In der Dunkelheit warf Frau Alix ihren Rucksack über ihre Schultern und schnallte Vladensky an ihre Brust. In einer Hand trug sie einen Topf Spaghetti, der sie so lange halten sollte. Ihre andere Hand streckte sich nach ihrem Kleinkind Farline aus.

Am Strand gesellte sich die Familie zu einer Menge anderer. Ein Hafenarbeiter überreichte Frau Alix eine große Schwimmweste. Sie drapierte es über Farlines kleinen Körper und kletterte ins Boot. An Bord: 47 Erwachsene, 13 Kinder, 7 Kleinkinder, alle Migranten.

“Auf Wiedersehen!” schrie ein Mann von der Bootsfirma. “Gute Reise!”

Regierungsbeamte sind bei den Darién weitgehend abwesend. Das Gebiet wird von einer kriminellen Gruppe namens Clan del Golfo kontrolliert, deren Mitglieder Migranten genauso betrachten wie Drogen: Waren, die sie besteuern und kontrollieren können.

Sobald die Migranten die Boote verlassen, treffen sie auf Schmuggler – typischerweise arme Männer in der Gegend, die anbieten, sie ab 250 Dollar pro Person in den Dschungel zu bringen. Für zusätzliche 10 US-Dollar tragen sie einen Rucksack. Für weitere 30 Dollar ein Kind.

Farline und ihre Familie verbrachten die Nacht in einem Zelt am Rande des Dschungels. Am Morgen brachen sie zusammen mit Hunderten anderen vor Sonnenaufgang auf.

„Ich trage Taschen“, riefen Schmuggler. “Ich trage Kinder!”

Bald wurde eine weite Ebene zu einem hoch aufragenden Wald. Farline kletterte zwischen den Bäumen hindurch und folgte ihren Eltern. Vladensky schlief auf der Brust seiner Mutter. Andere Kinder weinten, die ersten zeigten Anzeichen von Erschöpfung.

Als die Gruppe einen Fluss nach dem anderen überquerte, begannen müde Erwachsene, ihre Taschen zu verlassen. Sie kletterten einen steilen, schlammigen Hang hinauf und dann hinunter, nur um zum nächsten hinaufzustarren. Gesichter, die hoffnungsvoll, ja sogar aufgeregt waren, wurden an diesem Morgen vor Erschöpfung schlaff.

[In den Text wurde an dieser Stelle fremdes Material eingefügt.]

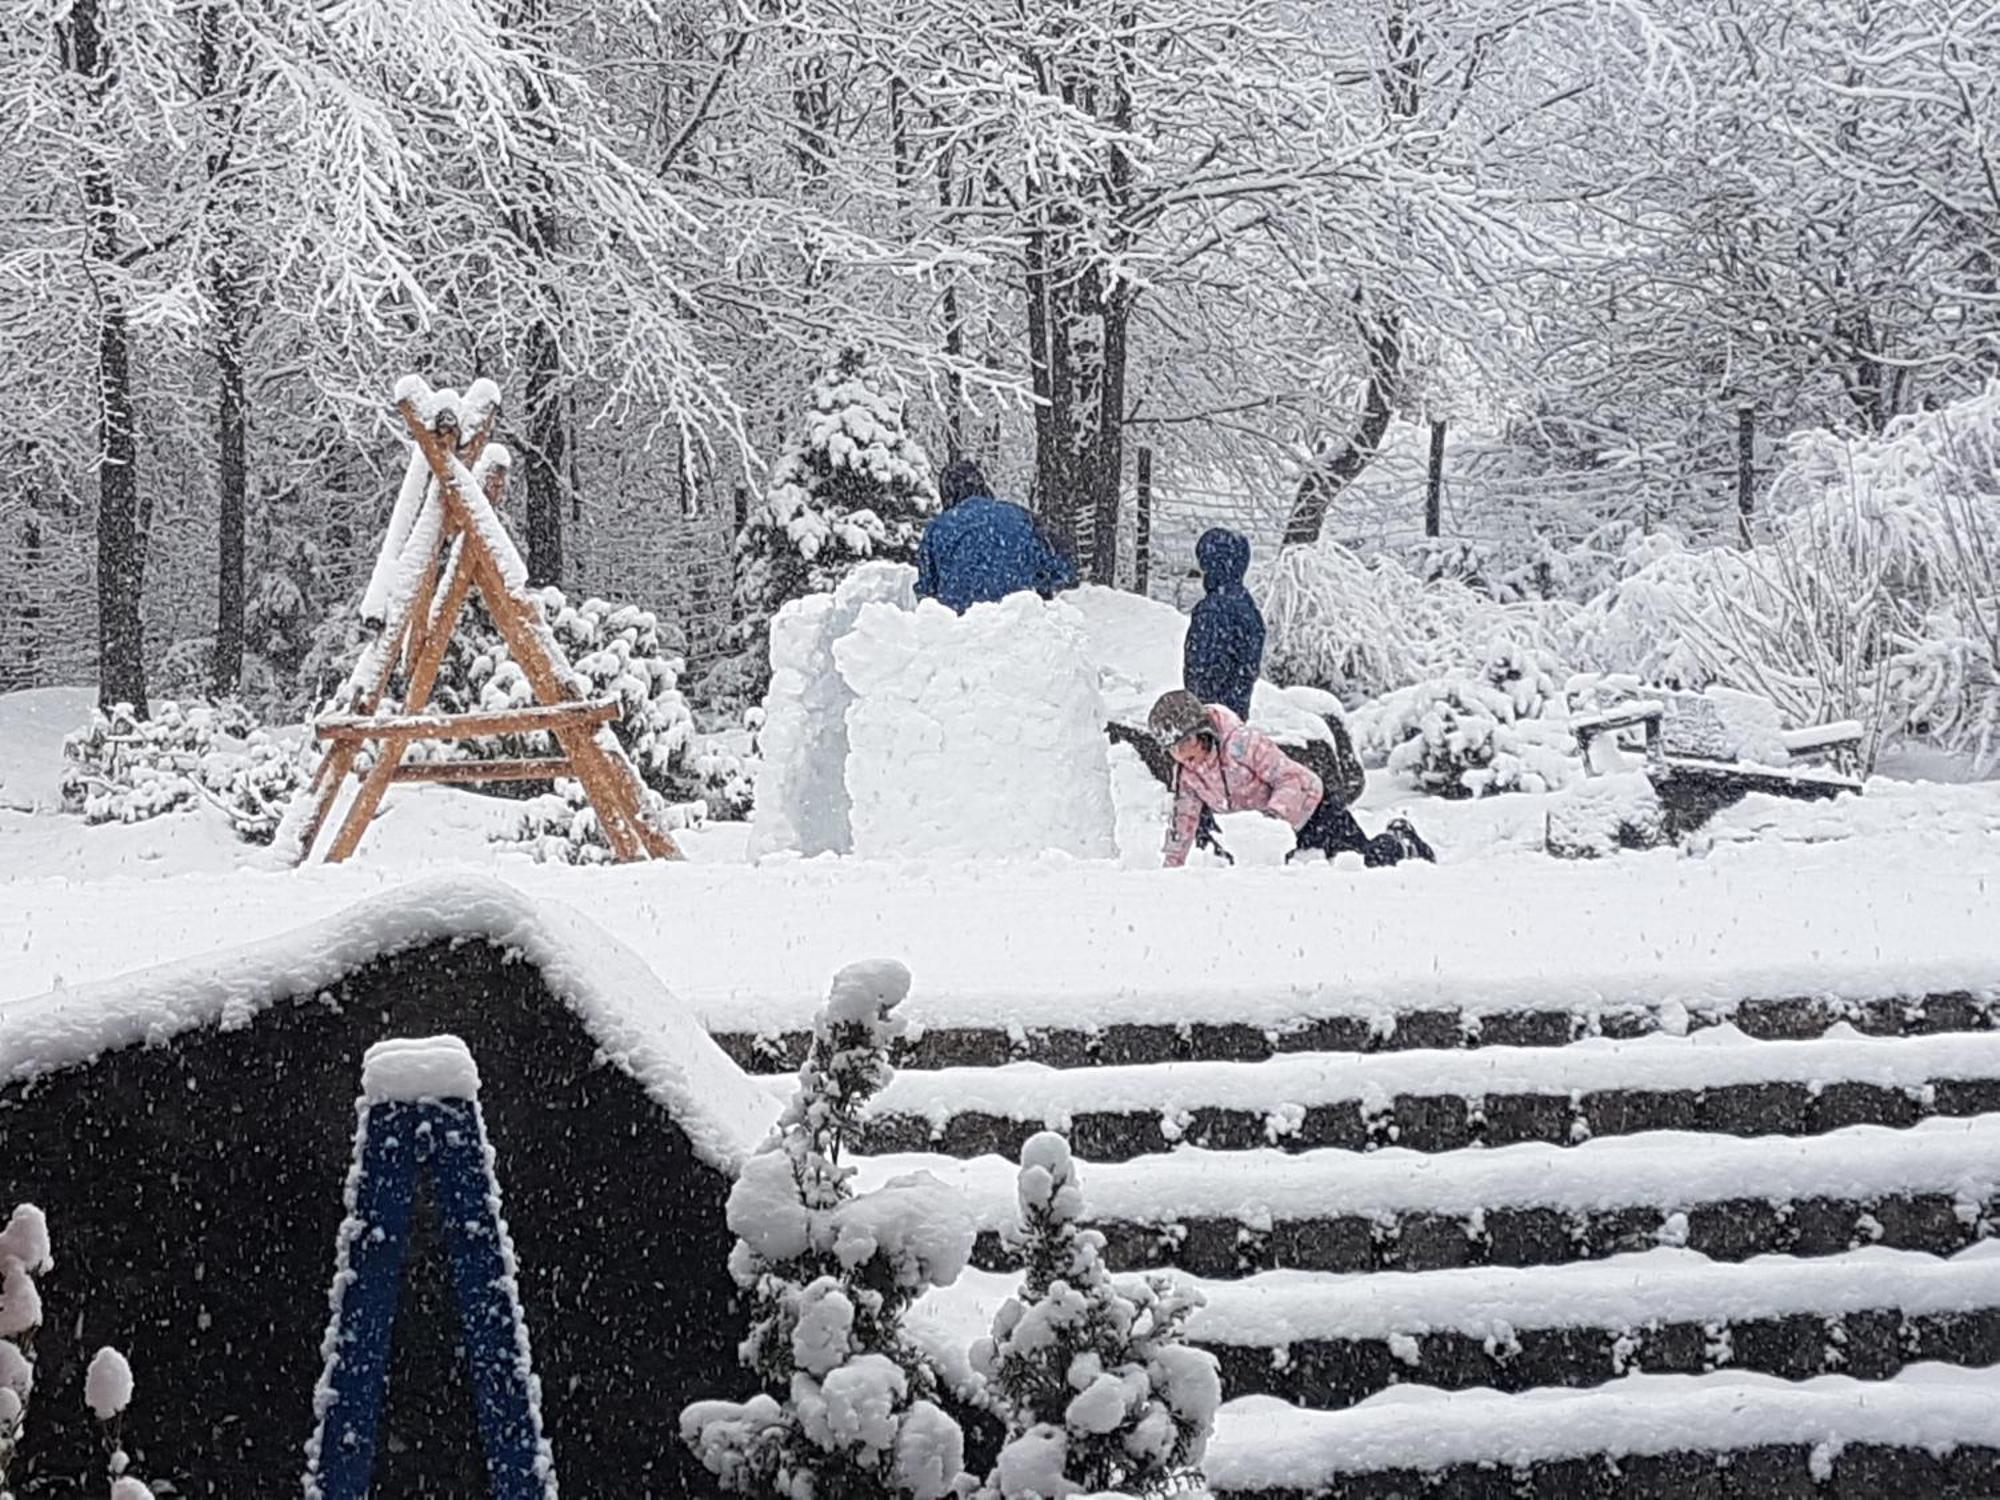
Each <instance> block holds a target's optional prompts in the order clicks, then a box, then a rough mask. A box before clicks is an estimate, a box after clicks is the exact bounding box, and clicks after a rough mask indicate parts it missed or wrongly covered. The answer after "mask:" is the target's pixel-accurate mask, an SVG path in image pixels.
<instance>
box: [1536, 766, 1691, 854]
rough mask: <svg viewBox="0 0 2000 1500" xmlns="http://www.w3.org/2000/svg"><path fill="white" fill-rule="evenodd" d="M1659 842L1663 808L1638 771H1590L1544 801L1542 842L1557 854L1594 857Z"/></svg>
mask: <svg viewBox="0 0 2000 1500" xmlns="http://www.w3.org/2000/svg"><path fill="white" fill-rule="evenodd" d="M1664 842H1668V830H1666V812H1664V810H1662V806H1660V794H1658V792H1656V790H1654V786H1652V782H1650V780H1648V778H1646V774H1644V772H1636V770H1634V772H1622V774H1618V776H1592V778H1590V780H1584V782H1578V784H1576V786H1570V788H1566V790H1562V792H1558V794H1556V796H1554V798H1550V802H1548V824H1546V846H1548V852H1550V854H1556V856H1558V858H1564V860H1594V858H1602V856H1606V854H1614V852H1616V850H1622V848H1656V846H1660V844H1664Z"/></svg>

Eine Frau in einem Kleid mit Leopardenmuster wurde ohnmächtig. Es bildete sich eine Menschenmenge. Ein Mann gab ihr Wasser. Dann standen alle auf, nahmen ihre Taschen und gingen los.

Schließlich war heute nur der erste Tag im Darién, und sie hatten eine lange Reise vor sich.

Julie Turkewitz berichtete aus Necoclí, Kolumbien, und Natalie Kitroeff aus Mexiko-Stadt. Sofía Villamil berichtete aus Necoclí und aus Bajo Chiquito, Panama. Oscar Lopez steuerte die Berichterstattung aus Mexiko-Stadt bei und Mary Triny Zea aus Panama-Stadt.